Scientific classification
- Kingdom: Plantae
- Clade: Tracheophytes
- Clade: Angiosperms
- Clade: Eudicots
- Clade: Asterids
- Order: Ericales
- Family: Ericaceae
- Genus: Leucopogon
- Species: L. lasiophyllus
- Binomial name: Leucopogon lasiophyllus Stschegl.
- Synonyms: Styphelia lasiophylla (Stschegl.) Sleumer

= Leucopogon lasiophyllus =

- Genus: Leucopogon
- Species: lasiophyllus
- Authority: Stschegl.
- Synonyms: Styphelia lasiophylla (Stschegl.) Sleumer

Species of shrub

Leucopogon lasiophyllus is a species of flowering plant in the heath family Ericaceae and is endemic to the south-west of Western Australia. It is an erect shrub with linear to lance-shaped leaves and small, dense spikes of tube-shaped white flowers on the ends of branches and in leaf axils.

==Description==
Leucopogon lasiophyllus is an erect shrub that typically grows to a height of 0.3–1 m and has its branches and foliage covered with short, rigid hairs. The leaves are linear to lance-shaped with a blunt tip, 4–9 mm long and prominently ribbed. The flowers are arranged in small, short, dense spike on the ends of branches or in upper leaf axils with leaf-like bracts and tapering bracteoles about half as long as the sepals. The sepals are softly hairy, 2.6–3.1 mm long and the petals white and 4.2 mm long, the lobes about the same length as the petal tube.

==Taxonomy==
Leucopogon lasiophyllus was first formally described in 1859 by Sergei Sergeyevich Sheglejev in the Bulletin de la Société impériale des naturalistes de Moscou from specimens collected by James Drummond. The specific epithet (lasiophyllus) means "shaggy- or woolly-hairy leaved".

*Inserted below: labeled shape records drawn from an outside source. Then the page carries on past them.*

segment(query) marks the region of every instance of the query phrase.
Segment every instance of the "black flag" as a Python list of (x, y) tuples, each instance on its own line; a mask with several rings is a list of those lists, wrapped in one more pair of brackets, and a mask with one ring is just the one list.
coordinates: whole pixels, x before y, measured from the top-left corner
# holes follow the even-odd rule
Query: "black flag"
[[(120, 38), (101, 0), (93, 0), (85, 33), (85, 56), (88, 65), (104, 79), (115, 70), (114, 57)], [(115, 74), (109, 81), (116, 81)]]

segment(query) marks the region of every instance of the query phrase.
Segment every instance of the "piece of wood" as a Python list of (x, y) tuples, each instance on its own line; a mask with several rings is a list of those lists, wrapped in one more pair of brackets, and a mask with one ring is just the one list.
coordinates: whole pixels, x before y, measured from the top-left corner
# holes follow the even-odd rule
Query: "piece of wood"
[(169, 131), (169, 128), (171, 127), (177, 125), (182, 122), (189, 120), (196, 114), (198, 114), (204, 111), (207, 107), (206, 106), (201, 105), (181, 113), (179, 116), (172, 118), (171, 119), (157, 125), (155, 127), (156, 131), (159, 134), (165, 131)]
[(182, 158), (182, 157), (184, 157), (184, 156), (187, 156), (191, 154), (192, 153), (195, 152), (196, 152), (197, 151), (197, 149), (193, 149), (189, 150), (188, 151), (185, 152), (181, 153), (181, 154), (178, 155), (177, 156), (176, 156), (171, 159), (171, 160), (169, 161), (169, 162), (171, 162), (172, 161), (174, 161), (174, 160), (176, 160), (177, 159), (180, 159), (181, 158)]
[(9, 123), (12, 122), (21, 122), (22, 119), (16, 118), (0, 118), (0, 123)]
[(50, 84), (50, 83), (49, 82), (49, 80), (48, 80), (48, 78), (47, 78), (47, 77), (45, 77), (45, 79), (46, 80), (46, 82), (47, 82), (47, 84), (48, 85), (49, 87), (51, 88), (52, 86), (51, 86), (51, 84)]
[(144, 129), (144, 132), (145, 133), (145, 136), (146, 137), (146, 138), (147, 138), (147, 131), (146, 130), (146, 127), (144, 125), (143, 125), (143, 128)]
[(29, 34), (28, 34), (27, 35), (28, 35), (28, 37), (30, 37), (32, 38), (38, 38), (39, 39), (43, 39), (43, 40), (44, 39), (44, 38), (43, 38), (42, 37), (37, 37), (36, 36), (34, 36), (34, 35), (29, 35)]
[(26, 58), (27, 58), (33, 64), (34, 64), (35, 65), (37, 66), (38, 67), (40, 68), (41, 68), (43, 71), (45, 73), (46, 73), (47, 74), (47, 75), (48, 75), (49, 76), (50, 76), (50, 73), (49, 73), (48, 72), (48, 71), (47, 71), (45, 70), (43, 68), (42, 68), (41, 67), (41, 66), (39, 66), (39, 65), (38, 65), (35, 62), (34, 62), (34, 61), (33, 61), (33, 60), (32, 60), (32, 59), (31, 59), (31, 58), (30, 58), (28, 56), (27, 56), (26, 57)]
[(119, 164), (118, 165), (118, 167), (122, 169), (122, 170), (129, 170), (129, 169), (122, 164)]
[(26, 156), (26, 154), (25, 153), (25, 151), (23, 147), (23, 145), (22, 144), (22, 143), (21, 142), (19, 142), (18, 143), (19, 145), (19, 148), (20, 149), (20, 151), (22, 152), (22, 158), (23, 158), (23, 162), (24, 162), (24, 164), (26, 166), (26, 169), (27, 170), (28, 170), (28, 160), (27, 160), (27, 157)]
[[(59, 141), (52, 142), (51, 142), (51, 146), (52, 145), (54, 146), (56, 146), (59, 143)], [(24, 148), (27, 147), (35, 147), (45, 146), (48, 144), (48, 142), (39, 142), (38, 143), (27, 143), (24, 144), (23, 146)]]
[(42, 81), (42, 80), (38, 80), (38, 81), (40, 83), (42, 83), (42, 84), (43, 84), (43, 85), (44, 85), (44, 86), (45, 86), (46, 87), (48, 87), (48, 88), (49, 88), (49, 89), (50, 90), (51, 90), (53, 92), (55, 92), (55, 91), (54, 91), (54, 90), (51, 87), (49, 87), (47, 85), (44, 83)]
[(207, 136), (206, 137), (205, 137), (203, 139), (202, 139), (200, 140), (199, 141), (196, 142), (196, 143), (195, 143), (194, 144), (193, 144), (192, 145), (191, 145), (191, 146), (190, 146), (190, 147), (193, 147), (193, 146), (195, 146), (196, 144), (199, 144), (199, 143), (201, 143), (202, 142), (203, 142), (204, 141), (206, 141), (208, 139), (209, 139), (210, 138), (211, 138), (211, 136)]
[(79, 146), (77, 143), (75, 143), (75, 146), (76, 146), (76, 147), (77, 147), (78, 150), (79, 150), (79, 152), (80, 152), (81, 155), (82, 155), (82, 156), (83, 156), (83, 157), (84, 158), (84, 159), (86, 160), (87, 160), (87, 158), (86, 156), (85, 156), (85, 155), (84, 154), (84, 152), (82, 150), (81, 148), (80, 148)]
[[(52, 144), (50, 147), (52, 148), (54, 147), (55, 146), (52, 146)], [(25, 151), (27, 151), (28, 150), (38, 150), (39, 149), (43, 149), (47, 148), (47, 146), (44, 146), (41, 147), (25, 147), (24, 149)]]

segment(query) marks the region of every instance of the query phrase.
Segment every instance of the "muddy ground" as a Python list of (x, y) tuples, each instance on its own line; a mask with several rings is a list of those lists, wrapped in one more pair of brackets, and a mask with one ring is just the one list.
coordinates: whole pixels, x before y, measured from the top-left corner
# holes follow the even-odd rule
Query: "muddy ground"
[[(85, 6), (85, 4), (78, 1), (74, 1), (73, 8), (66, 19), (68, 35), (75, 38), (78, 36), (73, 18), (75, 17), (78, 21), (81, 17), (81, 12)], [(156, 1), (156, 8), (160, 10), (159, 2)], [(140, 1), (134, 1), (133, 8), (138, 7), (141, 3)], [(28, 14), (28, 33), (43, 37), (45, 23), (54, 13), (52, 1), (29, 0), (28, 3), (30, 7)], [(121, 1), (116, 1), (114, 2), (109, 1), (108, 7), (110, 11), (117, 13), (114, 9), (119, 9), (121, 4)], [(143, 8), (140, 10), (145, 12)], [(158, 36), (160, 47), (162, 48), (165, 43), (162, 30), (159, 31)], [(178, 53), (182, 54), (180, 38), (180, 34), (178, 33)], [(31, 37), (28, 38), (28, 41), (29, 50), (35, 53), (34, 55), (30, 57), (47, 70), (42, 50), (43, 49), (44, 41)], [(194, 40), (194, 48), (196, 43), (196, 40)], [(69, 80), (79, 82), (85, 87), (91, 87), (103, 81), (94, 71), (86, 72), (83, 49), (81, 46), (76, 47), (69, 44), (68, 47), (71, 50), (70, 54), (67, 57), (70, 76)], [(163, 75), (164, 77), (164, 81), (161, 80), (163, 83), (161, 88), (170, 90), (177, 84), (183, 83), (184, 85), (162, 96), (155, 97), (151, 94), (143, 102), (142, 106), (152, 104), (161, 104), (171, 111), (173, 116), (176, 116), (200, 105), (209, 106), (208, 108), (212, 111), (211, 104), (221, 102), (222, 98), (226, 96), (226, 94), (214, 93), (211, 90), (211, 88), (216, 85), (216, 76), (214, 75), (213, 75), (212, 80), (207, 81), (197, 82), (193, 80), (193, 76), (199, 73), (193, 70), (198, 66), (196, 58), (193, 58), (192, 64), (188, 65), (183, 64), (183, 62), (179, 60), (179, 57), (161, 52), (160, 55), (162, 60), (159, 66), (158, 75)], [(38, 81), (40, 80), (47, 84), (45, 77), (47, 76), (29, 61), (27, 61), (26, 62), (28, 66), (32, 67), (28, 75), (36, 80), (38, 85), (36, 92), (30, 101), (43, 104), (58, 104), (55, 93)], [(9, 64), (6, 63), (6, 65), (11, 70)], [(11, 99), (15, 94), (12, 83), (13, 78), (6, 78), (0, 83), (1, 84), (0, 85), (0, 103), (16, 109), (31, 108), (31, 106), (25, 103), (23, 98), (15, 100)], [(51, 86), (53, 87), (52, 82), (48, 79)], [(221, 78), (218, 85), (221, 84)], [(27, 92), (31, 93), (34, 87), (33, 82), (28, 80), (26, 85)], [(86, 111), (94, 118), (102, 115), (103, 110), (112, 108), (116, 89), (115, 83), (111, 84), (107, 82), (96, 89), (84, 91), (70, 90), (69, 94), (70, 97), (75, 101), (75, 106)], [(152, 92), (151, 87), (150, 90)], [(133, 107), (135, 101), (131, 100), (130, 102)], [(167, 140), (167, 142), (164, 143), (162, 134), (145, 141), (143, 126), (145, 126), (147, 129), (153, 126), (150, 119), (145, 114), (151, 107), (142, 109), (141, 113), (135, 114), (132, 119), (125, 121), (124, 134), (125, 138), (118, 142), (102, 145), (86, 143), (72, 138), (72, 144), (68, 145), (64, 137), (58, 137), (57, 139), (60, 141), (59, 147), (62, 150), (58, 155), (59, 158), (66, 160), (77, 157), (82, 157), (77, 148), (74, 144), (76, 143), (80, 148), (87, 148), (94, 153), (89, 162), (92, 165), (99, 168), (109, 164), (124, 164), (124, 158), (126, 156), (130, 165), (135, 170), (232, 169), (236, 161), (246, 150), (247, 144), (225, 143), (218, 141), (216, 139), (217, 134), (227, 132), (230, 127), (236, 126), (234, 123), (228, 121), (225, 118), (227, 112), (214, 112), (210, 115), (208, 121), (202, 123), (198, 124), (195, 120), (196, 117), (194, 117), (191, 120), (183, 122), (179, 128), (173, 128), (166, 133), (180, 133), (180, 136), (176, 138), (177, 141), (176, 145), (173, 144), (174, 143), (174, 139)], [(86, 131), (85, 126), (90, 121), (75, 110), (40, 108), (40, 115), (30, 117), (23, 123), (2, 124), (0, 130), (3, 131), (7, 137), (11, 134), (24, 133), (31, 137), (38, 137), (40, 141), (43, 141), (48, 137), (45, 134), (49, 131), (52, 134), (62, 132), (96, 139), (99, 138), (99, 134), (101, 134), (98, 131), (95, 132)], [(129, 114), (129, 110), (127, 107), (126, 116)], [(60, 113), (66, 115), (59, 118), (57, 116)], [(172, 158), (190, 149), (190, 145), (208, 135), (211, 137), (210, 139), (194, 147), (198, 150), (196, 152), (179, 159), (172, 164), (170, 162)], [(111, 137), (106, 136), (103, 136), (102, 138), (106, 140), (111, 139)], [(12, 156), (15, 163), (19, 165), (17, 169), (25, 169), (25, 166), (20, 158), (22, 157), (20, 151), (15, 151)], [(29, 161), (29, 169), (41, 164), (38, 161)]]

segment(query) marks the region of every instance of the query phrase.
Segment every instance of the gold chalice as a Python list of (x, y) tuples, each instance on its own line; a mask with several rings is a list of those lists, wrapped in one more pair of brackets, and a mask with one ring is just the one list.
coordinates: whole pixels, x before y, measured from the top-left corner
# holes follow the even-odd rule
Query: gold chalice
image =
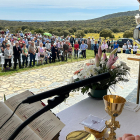
[(110, 134), (107, 140), (116, 140), (115, 130), (120, 128), (120, 124), (118, 121), (115, 121), (115, 118), (122, 113), (126, 100), (117, 95), (105, 95), (103, 99), (105, 111), (111, 116), (111, 119), (106, 121), (106, 127), (110, 128)]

==Distribution and habitat==
This leucopogon grows on hillsides in sandy or stony soils in the Esperance Plains bioregion of south-western Western Australia.

==Conservation status==
Leucopogon lasiophyllus is listed as "Priority Four" by the Government of Western Australia Department of Biodiversity, Conservation and Attractions, meaning that it is rare or near threatened.